Comment se déroule une journée type quand on présente le 20h ?

Carole Gaessler : Je peux déjà vous dire que c'est une longue journée ! Il faut se lever tôt pour prendre connaissance des news. J'arrive à mon bureau chez France Télévisions vers 9h, je lis les journaux, tous ou presque, puis je retrouve l'équipe du journal pour un premier comité de rédaction. Les différents responsables de service (économie, politique étrangère, etc.) donnent chacun les titres qui leur semblent les plus importants dans leur domaine. Cette réunion dure assez longtemps. Ensuite on fait une petite pause pour digérer un peu tout ça. A 13h, je regarde le début du journal, puis on va déjeuner tous ensemble. De retour vers 14h30, on se replonge dans les dépêches, puis on retourne en réunion pour faire le point sur tout ce que l'on a dans notre besace. C'est à ce moment-là qu'on hiérarchise en petit comité les informations : définir les titres, le sujet d'ouverture, le thème le plus important du journal. Et ensuite, l'heure de l'antenne arrive assez vite.

 

Dans quelle mesure influez-vous sur le choix des sujets ?
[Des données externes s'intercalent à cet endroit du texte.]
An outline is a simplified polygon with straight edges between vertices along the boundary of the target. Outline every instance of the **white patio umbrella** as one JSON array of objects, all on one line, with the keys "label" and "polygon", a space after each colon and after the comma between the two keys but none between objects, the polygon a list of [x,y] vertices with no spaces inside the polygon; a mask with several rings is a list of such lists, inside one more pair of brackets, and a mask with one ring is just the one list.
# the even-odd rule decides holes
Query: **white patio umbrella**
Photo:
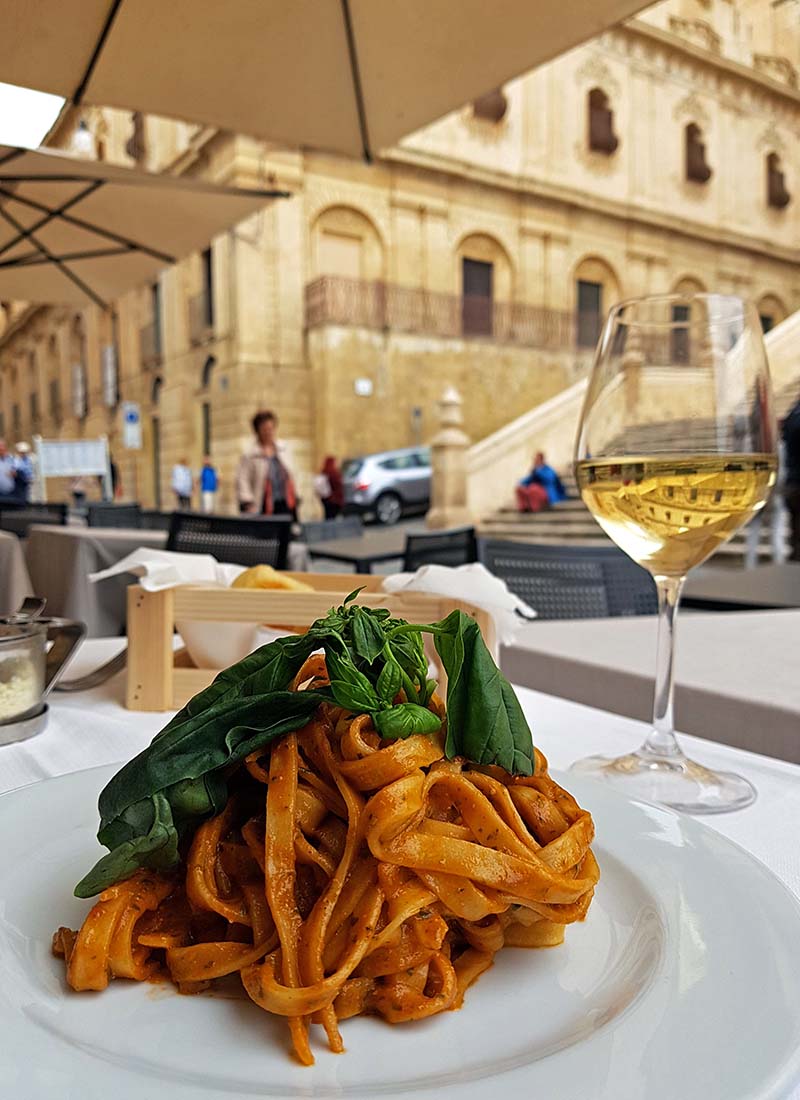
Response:
[{"label": "white patio umbrella", "polygon": [[0,0],[0,80],[367,160],[642,0]]},{"label": "white patio umbrella", "polygon": [[285,195],[0,145],[0,299],[105,306]]}]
Le travail de présentation est indissociable de ce choix. Il vous est impossible d'écrire un lancement ou une transition si vous n'êtes pas en harmonie avec la hiérarchie du journal. Vous participez à l'équilibre du rythme du journal. De toutes façons, c'est quelque chose que l'on sent, presque d'instinctif. Lorsque avec l'équipe on hésite sur l'ordre des sujets, c'est moi qui, en écrivant les transitions, trouve un enchaînement naturel, qui s'impose par l'écriture. Tout cela fonctionne comme une recette pleine d'ingrédients que l'on va plus ou moins changer, malaxer…

 

La course à l'audimat joue-t-elle un rôle dans cette hiérarchisation ?

Non, vraiment les seules questions qui se posent sont l'objectivité des informations et leur importance relative : quelle est l'information du jour ou de l'après-midi ? De plus, quand vous faites le journal du soir il faut faire avancer l'information au cours de la journée. Ensuite, il y a le rythme : on ne peut pas proposer juste une succession de sujets courts. Il faut laisser le temps au téléspectateur de se rentrer dans l'actualité, pendant le dossier ou l'enquête par exemple. Il faut savoir prendre le temps. C'est comme au cinéma, parfois on a envie que tout aille vite, puis que les choses s'installent. Il faut juste trouver un équilibre.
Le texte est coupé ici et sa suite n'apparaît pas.